Prior to starting to demolish the old historical town of Bucharest in order to build Centrul Civic, Bucharest had already suffered communist reconstruction, particularly in the 1970s, under the systematization programme which consisted of the demolition and reconstruction of existing villages, towns, and cities, in whole or in part, in order to make place to standardized blocks of flats, after Ceauşescu got this idea during a 1971 visit in North Korea which exposed him to Juche ideology. The construction of Centrul Civic and the demolitions necessary for it, however, were quite extreme even compared to other reconstruction communist programmes.
The vast empty fields which emerged in the historic town during the demolitions of the 1980s were sarcastically called "Ceaușima". Concrete hulks of half-completed buildings long stood where historic buildings once stood. A remainder of the former "Ceaușima" is the never-completed eastern large area between the Mircea Vodǎ and Nerva Traian streets.
Centrul Civic is surrounded all-around by old historical buildings and neighborhoods. Many churches, such as the Sf. Nicolai-Mihai Vodă Church, were moved rather than demolished, and the nearby Antim Monastery remains largely intact, although lacking its original eastern wing. Immediately next to the Centrul Civic, just off Unirii Square, is Dealul Mitropoliei,, with the Patriarchal Cathedral and Palace, which is the seat of the Patriarch of the Romanian Orthodox Church.

Description

Centrul Civic is a complex of modern concrete buildings with marble façades, centered on a boulevard originally meant to be "the Boulevard of the Victory of Socialism". Being renamed after the Romanian Revolution of 1989 the Union Boulevard, it has been modeled after Paris's Champs-Élysées, though a little wider; it runs roughly east–west, making a grand approach to the Palace of Parliament at its western terminus. A large balcony in the Palace surveys the entire length of the boulevard.
Centrul Civic includes numerous government offices and apartments, the latter roughly equalling the housing units destroyed for its construction. The apartments were originally intended to house Romania's communist elite, but the present final complex is certainly not a preferred residence for the city's new capitalist elite, with the possible exception of buildings that look out on the now-bustling Unirii Square.
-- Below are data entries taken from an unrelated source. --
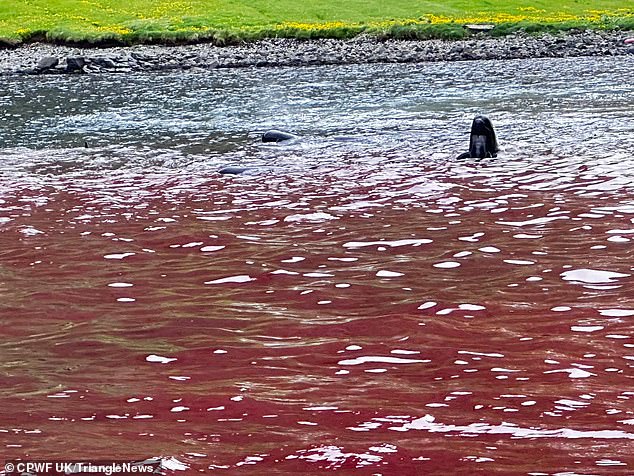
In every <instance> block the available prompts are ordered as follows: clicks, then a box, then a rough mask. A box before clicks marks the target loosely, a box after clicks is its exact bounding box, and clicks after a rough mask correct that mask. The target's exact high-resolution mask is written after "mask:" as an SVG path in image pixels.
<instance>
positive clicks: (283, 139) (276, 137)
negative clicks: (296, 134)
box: [262, 129, 296, 142]
mask: <svg viewBox="0 0 634 476" xmlns="http://www.w3.org/2000/svg"><path fill="white" fill-rule="evenodd" d="M295 137H296V136H294V135H293V134H291V133H290V132H284V131H278V130H276V129H271V130H270V131H266V132H265V133H264V134H262V142H283V141H285V140H290V139H294V138H295Z"/></svg>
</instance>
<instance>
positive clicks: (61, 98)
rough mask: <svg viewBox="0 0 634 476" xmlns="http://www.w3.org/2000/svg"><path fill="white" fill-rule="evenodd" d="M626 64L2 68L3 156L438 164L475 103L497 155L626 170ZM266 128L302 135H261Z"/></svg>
mask: <svg viewBox="0 0 634 476" xmlns="http://www.w3.org/2000/svg"><path fill="white" fill-rule="evenodd" d="M633 72H634V62H633V61H632V59H631V58H630V57H627V56H624V57H617V58H611V57H604V58H590V57H588V58H569V59H532V60H510V61H473V62H443V63H424V64H373V65H348V66H336V67H332V66H327V67H307V68H300V69H296V68H255V69H231V70H216V71H210V72H208V73H182V72H179V73H166V74H134V75H127V74H111V75H62V76H39V77H31V76H28V77H27V76H15V77H6V78H3V80H2V81H3V82H2V87H1V89H0V151H1V152H0V153H1V154H2V155H3V157H2V161H1V162H2V163H1V164H0V168H1V169H2V171H3V173H4V174H5V175H6V174H9V175H10V174H11V173H15V172H16V171H28V172H30V173H36V174H37V173H45V174H60V173H71V172H81V171H85V170H91V171H95V170H104V171H106V170H120V169H138V170H147V169H148V168H155V169H157V170H161V169H165V168H167V169H182V170H189V171H206V172H213V171H215V170H217V169H218V168H219V167H221V166H225V165H243V166H259V167H265V168H266V167H269V168H270V169H271V170H276V169H282V170H284V171H288V170H291V171H292V170H298V169H299V170H301V169H308V168H311V167H313V168H314V167H319V166H330V167H346V166H348V165H350V164H352V165H354V164H357V163H367V162H370V163H371V162H372V161H377V162H381V163H395V164H398V165H399V166H400V167H415V166H416V165H417V164H420V163H423V162H429V161H432V162H434V161H436V162H439V163H441V164H444V163H446V162H447V161H451V160H452V159H453V158H454V157H455V156H456V155H458V154H459V153H461V152H463V151H464V150H465V148H466V147H467V143H468V132H469V125H470V121H471V119H472V117H473V116H474V115H476V114H486V115H488V116H489V117H490V118H491V119H492V120H493V122H494V124H495V126H496V128H497V133H498V137H499V140H500V144H501V147H502V153H501V154H500V157H499V159H498V160H497V161H496V162H495V163H496V164H500V163H502V162H506V163H507V164H506V167H508V162H511V163H516V162H518V161H519V162H522V161H524V160H525V159H526V157H530V158H531V159H532V160H535V157H540V156H548V157H549V158H550V159H555V160H558V159H562V160H564V162H566V163H569V162H570V161H572V163H573V164H577V162H583V163H592V164H594V165H596V166H600V167H602V168H603V169H606V168H607V169H609V170H612V169H615V170H619V171H620V172H623V173H625V174H628V175H629V173H630V172H629V170H630V169H631V167H630V166H629V165H627V164H630V165H631V163H630V161H631V158H632V153H633V152H634V125H633V124H634V123H633V121H632V111H633V110H634V94H633V93H634V81H632V78H633V77H634V74H633ZM270 128H279V129H284V130H289V131H292V132H294V133H296V134H298V135H300V136H302V140H301V141H298V142H297V143H295V144H292V145H290V146H286V147H284V146H279V145H263V144H261V143H260V142H259V137H260V134H262V133H263V132H264V131H265V130H267V129H270ZM84 143H87V144H88V148H85V147H84Z"/></svg>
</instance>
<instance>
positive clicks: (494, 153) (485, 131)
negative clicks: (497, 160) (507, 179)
mask: <svg viewBox="0 0 634 476" xmlns="http://www.w3.org/2000/svg"><path fill="white" fill-rule="evenodd" d="M498 150H499V148H498V141H497V138H496V137H495V130H494V129H493V124H491V120H490V119H489V118H488V117H486V116H476V117H475V118H474V119H473V123H472V124H471V137H470V139H469V157H471V158H472V159H484V158H486V157H497V155H498Z"/></svg>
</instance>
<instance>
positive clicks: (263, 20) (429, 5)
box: [0, 0, 634, 44]
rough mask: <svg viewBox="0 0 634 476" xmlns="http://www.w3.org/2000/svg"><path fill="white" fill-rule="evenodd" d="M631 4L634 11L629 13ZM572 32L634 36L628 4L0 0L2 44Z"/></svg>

On this location the Centrul Civic bisects the Dâmboviţa River, which is channelled at this point underground the Square.
Centrul Civic stands out as a Socialist-Realism style monument with its architectural uniformity, but also because of its lack of commercial spaces. Most of the small shops and restaurants that form the heart of Bucharest are to be found in the areas immediately to the north of Centrul Civic.